Soprano of our time: Barbara Hannigan

James McCarthy
Friday, December 20, 2013

It started out as a birthday present. The soprano Barbara Hannigan, asked to sing at a surprise party for the writer and critic Paul Griffiths, moved toward bigger plans.

When the Danish composer Hans Abrahamsen was smitten by the idea of scoring Griffiths’ novella let me tell you, Hannigan dared to suggest a commission to the Berlin Philharmonic. Before she knew it, they had accepted.

The soprano, who has sung some 80 premieres, feels such a strong sense of responsibility that she compares the piece to a baby: ‘Don’t drop it,’ she wants to say. ‘Keep it clothed and nourished.’

While many world premieres fall into oblivion, she has ensured subsequent performances with the Gothenburg Symphony, Rotterdam Philharmonic and the City of Birmingham Symphony this season; other orchestras have plans to programme the work further down the line.

In let me tell you, Griffiths rearranges the vocabulary allotted to Ophelia of Shakespeare’s Hamlet into a first-person narrative. ‘I know I can do this,’ says the young noblewoman of Denmark in the poem chosen to open Abrahamsen’s setting for soprano and orchestra. ‘I have the powers: I take them here.’

Hannigan points out that while Ophelia is not a very developed character in the original play, Griffiths allows her to gather the collective experience of over half a millennium. ‘She’s had all this time to think about what happened: if she really did go mad; what effect Hamlet had on her; why she was so fragile. Of course what we receive is the perspective of history and time; of women in history and time.’

She finds Abrahmsen’s score to be an intuitive realization of Ophelia’s story. ‘Somehow he got to the heart of it without being pathetic,’ she says. ‘He was able wrap incredible layers of music around the text without being indulgent or sentimental or cold.’

This being the composer’s first sung work, Hannigan had given him a four hour session in vocal music from the Renaissance to 12-tone. ‘I think that’s why the writing doesn’t feel like modern music to me,’ she says. ‘I feel like it has always been there. Even though the intervals and rhythms might be difficult, the lyricism has a timeless quality.’

The soprano will sing the score from memory, having internalised highly complex compound meters by writing them over and over again in a notebook. ‘I have to negotiate the mathematical side of getting this score into my brain and the emotional side, which will be free and spontaneous – hopefully as if I were making it up right at that very moment.’

The piece is divided into three parts, dedicated to past, present and future. Sparse, ethereal orchestration sets the stage for Ophelia in the opening movement until a burst of dark brass foreshadows her fate. Abrahamsen first exploits the full orchestra in the middle section, leading into what Hannigan describes as the ‘dies irae’ of the piece: ‘You have sun-blasted me, and turned me to light,’ says Ophelia. ‘You have made me like glass.’

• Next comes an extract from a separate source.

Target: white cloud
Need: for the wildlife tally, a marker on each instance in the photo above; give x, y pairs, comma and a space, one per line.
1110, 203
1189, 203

The soprano, who in her score jotted down the words ‘breakable, transparent, irreparable, splintered, hard, shard, dangerous,’ imagines herself at this moment as a pair of tubular bells which someone else is playing. ‘To hear Ophelia say this is heart-breaking,’ she says. ‘If you make someone your sun, at some point they are going to burn you.’

In the final scene, Ophelia walks out into a snowfall, unable to follow each flake – a symbolic recreation of the implied suicide in the original play. For Hannigan, the premiere of the score will become a kind of ceremony. ‘Ophelia will retell her story on December 20, 2013 at the Berlin Philharmonie,’ she says. ‘With the help of me and the musicians, and the audience as witness.’

And when that premiere came around, the soprano, in a flowing, shell-pink gown, struck a moving balance between thespian poise and focused musicianship as she made her way through Abrahamsen’s eerie score. Ophelia often stammers as if struggling to find the words, her vocal lines interlocking into intricate rhythms with the orchestra. In the climatic second part, the instrumental frenzy seems to recreate her insanity, or mock her fragile state.

Abrahamsen’s grounding of the piece in floating, high-pitched textures creates a realm trapped somewhere between heaven and earth. Ophelia descends briefly before returning to stillness or, perhaps, peace as she enters the vast snowfield of sustained strings and rustling percussion in the final poem. Andris Nelsons coaxed impressive line from the orchestra while giving a clear pulse with his baton.

Opening the programme was Peteris Vasks’ Cantabile for strings, a neo-tonal lament whose atmospheric textures created an appropriate bridge into let me tell you. Less dramaturgically consistent was the evening’s close with Brahms’ Fourth Symphony. Although Nelsons created great mystery in sensuous string phrasing and diaphanous wind textures, the music’s heroic bombast left the dreamy ambiguity of Ophelia’s fate far behind.